Die Strecke

Um 18:30 Uhr werden wir mit dem Auto bei unserer Gastfamilie in Moskau abgeholt. Der Zustand des Autos bringt uns zu Stoßgebeten, daß es doch noch bis zum Bahnhof Kasanskaja halten möge. Zu unserer Überraschung tut es das sogar.
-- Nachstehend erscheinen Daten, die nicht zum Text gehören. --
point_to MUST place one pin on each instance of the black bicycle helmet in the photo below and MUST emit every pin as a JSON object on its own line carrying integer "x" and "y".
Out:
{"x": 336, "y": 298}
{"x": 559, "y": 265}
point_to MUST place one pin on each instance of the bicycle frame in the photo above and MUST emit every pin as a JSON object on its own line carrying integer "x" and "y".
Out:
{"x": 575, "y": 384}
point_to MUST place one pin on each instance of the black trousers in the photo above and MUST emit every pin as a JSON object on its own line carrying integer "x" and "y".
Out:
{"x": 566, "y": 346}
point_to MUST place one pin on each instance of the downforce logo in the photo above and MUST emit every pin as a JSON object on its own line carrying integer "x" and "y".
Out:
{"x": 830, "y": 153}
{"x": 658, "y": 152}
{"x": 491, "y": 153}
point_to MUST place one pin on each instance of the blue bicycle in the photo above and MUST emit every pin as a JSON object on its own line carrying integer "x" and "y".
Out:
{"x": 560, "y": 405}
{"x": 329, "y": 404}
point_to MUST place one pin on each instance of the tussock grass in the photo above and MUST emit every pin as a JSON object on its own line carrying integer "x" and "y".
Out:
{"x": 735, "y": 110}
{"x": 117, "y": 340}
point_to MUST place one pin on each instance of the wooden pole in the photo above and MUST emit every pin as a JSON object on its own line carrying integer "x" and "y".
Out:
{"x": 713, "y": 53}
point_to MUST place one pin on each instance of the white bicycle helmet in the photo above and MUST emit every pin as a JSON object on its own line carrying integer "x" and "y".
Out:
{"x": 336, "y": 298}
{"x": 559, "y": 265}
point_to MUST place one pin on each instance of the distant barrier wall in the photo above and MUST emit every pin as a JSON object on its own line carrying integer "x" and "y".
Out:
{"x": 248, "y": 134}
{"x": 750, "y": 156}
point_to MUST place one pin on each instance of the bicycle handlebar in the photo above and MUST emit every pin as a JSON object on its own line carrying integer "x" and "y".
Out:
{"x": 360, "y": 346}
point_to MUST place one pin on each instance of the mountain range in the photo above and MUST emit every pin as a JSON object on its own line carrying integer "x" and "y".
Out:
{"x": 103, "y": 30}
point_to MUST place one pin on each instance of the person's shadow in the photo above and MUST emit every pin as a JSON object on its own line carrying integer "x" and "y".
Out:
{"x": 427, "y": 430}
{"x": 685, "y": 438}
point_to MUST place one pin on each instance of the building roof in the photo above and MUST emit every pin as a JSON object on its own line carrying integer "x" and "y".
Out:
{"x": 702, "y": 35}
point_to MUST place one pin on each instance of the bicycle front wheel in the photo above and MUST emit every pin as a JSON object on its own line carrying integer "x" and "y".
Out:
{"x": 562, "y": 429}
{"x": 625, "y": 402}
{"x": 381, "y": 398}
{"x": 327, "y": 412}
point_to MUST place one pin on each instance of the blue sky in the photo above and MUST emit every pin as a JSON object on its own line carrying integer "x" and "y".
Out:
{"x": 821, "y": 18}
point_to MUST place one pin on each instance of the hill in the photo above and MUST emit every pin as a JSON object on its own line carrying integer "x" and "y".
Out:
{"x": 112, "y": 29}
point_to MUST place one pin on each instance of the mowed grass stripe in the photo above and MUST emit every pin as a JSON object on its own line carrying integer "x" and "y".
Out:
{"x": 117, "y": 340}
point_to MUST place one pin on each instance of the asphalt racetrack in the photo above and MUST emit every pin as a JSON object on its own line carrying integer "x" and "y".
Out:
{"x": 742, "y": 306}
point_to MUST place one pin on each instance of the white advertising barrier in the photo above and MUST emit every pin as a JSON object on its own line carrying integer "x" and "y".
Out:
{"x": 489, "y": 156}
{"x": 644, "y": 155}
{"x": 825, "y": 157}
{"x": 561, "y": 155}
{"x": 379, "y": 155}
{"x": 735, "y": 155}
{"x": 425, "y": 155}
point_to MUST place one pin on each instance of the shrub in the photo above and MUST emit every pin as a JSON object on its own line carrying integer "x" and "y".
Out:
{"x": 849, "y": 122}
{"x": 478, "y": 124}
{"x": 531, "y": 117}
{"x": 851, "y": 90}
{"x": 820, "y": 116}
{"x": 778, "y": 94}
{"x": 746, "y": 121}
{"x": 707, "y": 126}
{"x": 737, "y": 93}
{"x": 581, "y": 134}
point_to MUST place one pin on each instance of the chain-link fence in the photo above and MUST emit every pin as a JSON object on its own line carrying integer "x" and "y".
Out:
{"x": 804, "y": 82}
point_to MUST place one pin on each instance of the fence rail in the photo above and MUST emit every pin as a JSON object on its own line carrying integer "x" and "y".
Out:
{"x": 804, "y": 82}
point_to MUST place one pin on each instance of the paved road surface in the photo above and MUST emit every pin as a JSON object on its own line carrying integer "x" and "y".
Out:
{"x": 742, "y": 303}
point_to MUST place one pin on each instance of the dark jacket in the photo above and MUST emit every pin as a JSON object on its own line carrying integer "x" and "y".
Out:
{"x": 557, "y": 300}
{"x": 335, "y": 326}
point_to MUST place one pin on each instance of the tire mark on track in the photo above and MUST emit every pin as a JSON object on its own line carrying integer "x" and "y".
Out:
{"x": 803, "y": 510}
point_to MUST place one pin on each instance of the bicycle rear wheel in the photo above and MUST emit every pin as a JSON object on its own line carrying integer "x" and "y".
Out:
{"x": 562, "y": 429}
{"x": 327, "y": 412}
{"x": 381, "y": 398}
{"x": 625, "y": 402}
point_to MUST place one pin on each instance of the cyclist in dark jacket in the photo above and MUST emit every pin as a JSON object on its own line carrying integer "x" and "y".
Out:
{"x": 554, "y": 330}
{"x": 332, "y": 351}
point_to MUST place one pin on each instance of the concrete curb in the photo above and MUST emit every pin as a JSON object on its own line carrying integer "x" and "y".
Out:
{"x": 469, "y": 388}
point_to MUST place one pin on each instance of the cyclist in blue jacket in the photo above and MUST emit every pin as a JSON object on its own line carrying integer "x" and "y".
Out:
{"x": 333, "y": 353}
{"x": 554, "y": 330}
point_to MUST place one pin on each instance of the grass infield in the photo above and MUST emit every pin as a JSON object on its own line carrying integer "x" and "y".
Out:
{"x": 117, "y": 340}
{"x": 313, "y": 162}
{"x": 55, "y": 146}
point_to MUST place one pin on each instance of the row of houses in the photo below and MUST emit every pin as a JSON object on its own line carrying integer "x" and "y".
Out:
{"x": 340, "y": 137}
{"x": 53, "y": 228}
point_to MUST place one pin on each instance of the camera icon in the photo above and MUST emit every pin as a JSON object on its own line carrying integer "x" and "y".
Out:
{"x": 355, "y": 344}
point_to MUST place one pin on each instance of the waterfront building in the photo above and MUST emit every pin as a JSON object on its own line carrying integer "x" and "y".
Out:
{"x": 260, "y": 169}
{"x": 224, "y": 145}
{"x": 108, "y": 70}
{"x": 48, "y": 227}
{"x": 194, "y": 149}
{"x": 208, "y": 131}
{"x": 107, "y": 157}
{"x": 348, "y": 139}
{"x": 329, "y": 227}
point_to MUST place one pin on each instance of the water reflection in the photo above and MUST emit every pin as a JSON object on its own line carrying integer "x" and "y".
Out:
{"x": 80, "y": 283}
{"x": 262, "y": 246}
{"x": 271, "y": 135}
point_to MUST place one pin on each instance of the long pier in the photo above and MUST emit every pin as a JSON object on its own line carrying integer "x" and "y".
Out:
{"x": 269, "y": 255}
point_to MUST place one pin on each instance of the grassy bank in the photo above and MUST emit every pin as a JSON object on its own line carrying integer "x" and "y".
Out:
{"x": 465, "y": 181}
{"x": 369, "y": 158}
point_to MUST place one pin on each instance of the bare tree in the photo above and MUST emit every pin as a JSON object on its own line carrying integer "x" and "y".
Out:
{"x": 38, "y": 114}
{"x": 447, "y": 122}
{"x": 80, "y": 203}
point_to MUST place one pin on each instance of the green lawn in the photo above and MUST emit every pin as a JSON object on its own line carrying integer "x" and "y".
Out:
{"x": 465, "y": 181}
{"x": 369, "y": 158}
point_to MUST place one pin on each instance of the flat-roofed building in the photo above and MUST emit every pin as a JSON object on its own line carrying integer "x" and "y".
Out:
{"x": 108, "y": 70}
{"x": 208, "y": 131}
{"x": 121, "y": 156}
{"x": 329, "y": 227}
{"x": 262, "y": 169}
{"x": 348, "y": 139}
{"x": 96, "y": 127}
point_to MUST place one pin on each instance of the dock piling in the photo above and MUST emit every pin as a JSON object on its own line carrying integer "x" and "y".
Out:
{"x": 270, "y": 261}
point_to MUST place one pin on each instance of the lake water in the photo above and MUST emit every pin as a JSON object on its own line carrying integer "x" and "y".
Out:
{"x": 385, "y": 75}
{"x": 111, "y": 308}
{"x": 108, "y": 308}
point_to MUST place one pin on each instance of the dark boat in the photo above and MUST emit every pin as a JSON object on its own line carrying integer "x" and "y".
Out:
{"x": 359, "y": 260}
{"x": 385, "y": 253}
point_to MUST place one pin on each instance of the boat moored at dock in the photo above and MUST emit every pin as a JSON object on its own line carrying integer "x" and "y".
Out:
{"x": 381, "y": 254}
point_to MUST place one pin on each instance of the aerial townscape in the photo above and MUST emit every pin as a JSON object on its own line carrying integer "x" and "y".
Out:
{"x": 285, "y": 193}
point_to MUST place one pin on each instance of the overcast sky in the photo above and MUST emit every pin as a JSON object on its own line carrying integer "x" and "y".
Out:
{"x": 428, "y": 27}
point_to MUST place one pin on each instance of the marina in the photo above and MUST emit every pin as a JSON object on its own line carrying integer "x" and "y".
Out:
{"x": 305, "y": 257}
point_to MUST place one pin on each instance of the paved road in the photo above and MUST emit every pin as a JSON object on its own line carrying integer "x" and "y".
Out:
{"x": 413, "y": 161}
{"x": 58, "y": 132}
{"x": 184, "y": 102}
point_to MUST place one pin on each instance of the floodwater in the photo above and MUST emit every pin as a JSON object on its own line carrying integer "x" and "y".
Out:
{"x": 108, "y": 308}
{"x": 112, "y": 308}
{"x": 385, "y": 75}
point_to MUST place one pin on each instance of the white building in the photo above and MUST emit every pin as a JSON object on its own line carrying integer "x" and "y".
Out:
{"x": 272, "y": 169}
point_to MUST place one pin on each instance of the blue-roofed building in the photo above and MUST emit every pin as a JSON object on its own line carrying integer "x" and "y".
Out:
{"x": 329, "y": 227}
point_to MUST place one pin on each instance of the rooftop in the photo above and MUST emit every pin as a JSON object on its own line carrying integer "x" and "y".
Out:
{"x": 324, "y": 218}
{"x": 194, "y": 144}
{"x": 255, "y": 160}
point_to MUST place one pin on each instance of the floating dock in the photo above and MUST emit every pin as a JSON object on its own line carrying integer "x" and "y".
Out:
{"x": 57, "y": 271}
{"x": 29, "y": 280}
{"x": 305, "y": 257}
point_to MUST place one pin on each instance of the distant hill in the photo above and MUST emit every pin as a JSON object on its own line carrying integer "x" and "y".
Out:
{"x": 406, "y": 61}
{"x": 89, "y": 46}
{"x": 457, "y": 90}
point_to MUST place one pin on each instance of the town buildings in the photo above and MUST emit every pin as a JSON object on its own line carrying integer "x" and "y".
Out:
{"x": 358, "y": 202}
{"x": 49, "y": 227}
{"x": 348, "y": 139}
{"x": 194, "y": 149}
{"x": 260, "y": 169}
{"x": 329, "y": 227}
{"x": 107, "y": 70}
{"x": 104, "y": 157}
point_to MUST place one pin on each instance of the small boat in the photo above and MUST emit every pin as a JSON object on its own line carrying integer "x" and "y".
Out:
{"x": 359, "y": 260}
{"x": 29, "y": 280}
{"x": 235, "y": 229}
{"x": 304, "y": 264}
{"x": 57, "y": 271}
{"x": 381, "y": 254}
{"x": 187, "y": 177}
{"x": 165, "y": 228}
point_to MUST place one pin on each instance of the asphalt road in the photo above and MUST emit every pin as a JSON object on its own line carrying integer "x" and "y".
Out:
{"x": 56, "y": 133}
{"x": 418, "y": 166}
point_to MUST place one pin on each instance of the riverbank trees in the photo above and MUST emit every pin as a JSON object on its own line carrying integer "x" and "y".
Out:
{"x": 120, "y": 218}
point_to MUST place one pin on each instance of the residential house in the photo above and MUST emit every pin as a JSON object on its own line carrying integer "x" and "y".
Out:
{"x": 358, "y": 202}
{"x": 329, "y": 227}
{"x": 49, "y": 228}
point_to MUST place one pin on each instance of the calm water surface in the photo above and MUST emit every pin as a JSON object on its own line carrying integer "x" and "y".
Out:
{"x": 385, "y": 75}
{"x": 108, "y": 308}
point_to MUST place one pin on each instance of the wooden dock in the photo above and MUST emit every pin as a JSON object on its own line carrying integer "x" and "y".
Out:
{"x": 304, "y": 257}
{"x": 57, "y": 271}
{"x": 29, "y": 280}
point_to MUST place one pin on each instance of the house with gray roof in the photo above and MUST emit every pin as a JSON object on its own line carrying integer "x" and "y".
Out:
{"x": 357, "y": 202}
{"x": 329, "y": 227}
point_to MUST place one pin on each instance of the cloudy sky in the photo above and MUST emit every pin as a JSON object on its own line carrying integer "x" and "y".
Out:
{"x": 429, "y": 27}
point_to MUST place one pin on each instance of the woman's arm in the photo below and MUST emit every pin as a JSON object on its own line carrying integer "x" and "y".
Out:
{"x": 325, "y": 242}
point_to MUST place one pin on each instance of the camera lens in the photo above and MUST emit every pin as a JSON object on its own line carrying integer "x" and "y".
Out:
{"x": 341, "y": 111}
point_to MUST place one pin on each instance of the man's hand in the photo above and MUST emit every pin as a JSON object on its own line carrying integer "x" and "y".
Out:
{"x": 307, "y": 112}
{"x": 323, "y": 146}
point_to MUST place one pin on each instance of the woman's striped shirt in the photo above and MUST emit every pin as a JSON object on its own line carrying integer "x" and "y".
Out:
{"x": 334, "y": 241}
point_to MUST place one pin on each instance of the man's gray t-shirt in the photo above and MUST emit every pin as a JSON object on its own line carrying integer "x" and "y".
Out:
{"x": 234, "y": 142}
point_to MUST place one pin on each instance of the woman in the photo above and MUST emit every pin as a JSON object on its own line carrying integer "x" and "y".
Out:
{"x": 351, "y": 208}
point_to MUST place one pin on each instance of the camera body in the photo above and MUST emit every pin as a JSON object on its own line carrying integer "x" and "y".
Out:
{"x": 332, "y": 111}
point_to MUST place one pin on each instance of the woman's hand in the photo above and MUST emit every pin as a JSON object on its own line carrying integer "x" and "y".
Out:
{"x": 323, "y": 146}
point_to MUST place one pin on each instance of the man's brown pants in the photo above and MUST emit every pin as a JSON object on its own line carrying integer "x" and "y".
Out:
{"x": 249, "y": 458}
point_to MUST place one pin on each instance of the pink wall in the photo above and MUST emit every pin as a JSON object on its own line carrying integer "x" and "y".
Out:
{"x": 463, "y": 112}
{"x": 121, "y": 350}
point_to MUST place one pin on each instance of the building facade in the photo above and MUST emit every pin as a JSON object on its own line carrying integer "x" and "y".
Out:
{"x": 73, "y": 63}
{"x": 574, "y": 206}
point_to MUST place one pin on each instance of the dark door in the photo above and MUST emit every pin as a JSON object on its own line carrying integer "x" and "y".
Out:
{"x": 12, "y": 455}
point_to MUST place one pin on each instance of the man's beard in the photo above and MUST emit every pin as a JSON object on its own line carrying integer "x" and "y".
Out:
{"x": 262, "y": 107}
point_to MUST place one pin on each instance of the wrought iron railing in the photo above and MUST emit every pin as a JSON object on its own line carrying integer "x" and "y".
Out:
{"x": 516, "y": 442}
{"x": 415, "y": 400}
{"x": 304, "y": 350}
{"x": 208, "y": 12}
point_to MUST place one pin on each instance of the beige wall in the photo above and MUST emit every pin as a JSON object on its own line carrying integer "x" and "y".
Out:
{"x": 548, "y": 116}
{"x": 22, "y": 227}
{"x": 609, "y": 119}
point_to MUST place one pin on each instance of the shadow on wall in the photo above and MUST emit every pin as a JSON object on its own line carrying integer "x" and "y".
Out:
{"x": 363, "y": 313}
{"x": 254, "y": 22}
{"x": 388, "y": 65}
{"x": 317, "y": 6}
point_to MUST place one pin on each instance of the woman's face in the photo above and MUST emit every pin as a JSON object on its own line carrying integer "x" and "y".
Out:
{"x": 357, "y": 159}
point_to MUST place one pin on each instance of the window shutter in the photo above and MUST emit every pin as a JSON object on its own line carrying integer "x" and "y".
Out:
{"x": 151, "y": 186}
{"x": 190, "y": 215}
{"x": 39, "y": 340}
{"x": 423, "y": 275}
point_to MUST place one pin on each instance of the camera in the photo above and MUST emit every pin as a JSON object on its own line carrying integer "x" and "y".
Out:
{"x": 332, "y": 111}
Der Zug ist ewig lang und sollte eigentlich einen Speisewagen haben. Da wir dem aber mißtrauen, geht Bärbel mit ihren "sagenhaften" Russisch-Kenntnissen einkaufen. Es klappt sogar und später stellen wir fest, daß auch alles recht gut schmeckt. Einen Schrecken bekommen wir beide, als sich herausstellt, daß Bärbel nicht mitbekommen hatte, daß der Zug nicht erst - wie uns ursprünglich mitgeteilt wurde - um 21:14 Uhr abfährt, sondern bereits um 20:03 Uhr. Unsere Betreuung hatte am Abend vorher angerufen und Bescheid gesagt. Hans Walter dachte, Bärbel hätte das mitbekommen. Sie hatte sich nur gewundert, daß wir so früh abgeholt werden. Damit hätte die ganze Reise schon am Anfang schief gehen können: Hans Walter im Zug (ohne Fahrkarten), Bärbel auf dem Bahnhof (mit Fahrkarten)!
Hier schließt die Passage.